I recently moved into Developer Solution Specialist role. This role has a decent amount of focus around application lifecycle management. As such, I have been spending a decent amount of time talking about development and testing processes. The one interesting bit that has struck me is the concept around process and developers.

Consider this. An organization, whether it be a bank, hospital or retail shop, has a set of processes. Quite often, this process would start off as a manual process. For example, taking orders might initially start off being manual. In order to achieve some optimization, they look to take this process and automate it. This is typically where a team of developers would come into play. They would build an application that would automate this process. Assuming this is well done, this automation of the processes would result in a significant productivity improvement. In the case of taking orders, you would now have a central system that would be easy to share, create and data mine. The sales people get to spend more time selling , and less time doing admin.

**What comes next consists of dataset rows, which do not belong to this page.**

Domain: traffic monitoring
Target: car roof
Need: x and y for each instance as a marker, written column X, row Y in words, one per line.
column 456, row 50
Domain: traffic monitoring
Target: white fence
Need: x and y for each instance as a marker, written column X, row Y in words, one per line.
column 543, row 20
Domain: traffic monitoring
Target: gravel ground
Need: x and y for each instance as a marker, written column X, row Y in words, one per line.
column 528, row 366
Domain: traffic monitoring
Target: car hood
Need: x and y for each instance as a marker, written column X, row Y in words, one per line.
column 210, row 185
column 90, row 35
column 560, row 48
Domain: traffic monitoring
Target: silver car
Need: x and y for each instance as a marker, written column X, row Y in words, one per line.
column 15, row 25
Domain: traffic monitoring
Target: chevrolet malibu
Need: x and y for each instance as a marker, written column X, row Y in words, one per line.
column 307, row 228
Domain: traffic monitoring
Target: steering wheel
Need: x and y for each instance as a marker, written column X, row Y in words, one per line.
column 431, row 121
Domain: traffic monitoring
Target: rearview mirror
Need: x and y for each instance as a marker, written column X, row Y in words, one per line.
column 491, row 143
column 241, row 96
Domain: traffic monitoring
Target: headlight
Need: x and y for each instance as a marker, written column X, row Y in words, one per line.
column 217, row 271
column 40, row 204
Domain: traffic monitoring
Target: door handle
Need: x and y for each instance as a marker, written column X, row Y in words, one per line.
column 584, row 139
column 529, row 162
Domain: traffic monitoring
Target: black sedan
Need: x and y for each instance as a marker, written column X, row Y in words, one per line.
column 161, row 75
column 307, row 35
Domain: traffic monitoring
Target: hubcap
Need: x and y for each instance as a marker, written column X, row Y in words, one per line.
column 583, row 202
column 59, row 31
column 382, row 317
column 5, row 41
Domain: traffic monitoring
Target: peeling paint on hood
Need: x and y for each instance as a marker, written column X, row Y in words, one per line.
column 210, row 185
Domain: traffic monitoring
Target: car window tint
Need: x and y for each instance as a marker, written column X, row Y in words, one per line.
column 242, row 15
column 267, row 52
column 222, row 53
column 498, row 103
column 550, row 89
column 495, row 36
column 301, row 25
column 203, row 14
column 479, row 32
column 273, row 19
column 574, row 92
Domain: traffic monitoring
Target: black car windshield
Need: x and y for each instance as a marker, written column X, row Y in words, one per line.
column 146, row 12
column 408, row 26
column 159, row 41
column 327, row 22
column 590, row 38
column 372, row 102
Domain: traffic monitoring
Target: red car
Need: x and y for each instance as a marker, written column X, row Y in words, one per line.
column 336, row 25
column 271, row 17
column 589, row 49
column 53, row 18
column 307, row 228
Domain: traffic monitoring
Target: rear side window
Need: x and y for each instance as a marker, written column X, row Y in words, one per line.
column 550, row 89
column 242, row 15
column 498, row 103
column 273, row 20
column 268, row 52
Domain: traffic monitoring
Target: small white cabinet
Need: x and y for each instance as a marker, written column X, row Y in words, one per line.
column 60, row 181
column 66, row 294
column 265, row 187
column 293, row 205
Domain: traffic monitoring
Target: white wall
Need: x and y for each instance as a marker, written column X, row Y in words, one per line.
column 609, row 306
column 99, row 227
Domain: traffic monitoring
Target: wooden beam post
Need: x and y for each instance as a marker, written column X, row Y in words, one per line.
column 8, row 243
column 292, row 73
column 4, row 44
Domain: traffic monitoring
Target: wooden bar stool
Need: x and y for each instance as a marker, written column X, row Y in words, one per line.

Developers, and other roles in the software developer lifecycle like business analysts, architects, testers, dbas etc all play a critical part in improving this process. Now this is where the interesting paradox comes in. Development teams spend a decent amount of time improving other’s processes, but spend very little time on improving their own.

Software development on its own is also a process. There are different kinds of streams. For example, you have a process when a bug occurs in production. You have a different process for dealing with a feature request, and you might have a different process for dealing with legal requirements.

Yet, it is interesting as to how little time is spent on improving processes within a software development team. For many teams, it it like we are still handling of invoices on paper. At a recent event, where we had more than 150 attendees, virtually no one in the room had a defined process for dealing with a bug in production. That is, the process for dealing with it is totally ad-hoc. Surely the time has some for software teams to improve their own processes.

At Microsoft, they have a milestone (aka iteration) called MQ. MQ stands for Milestone Quality. You can check an oldish video on it here. The basic premise is to spend some time (or an iteration) focussed on improving processes. Brian Harry also references MQ.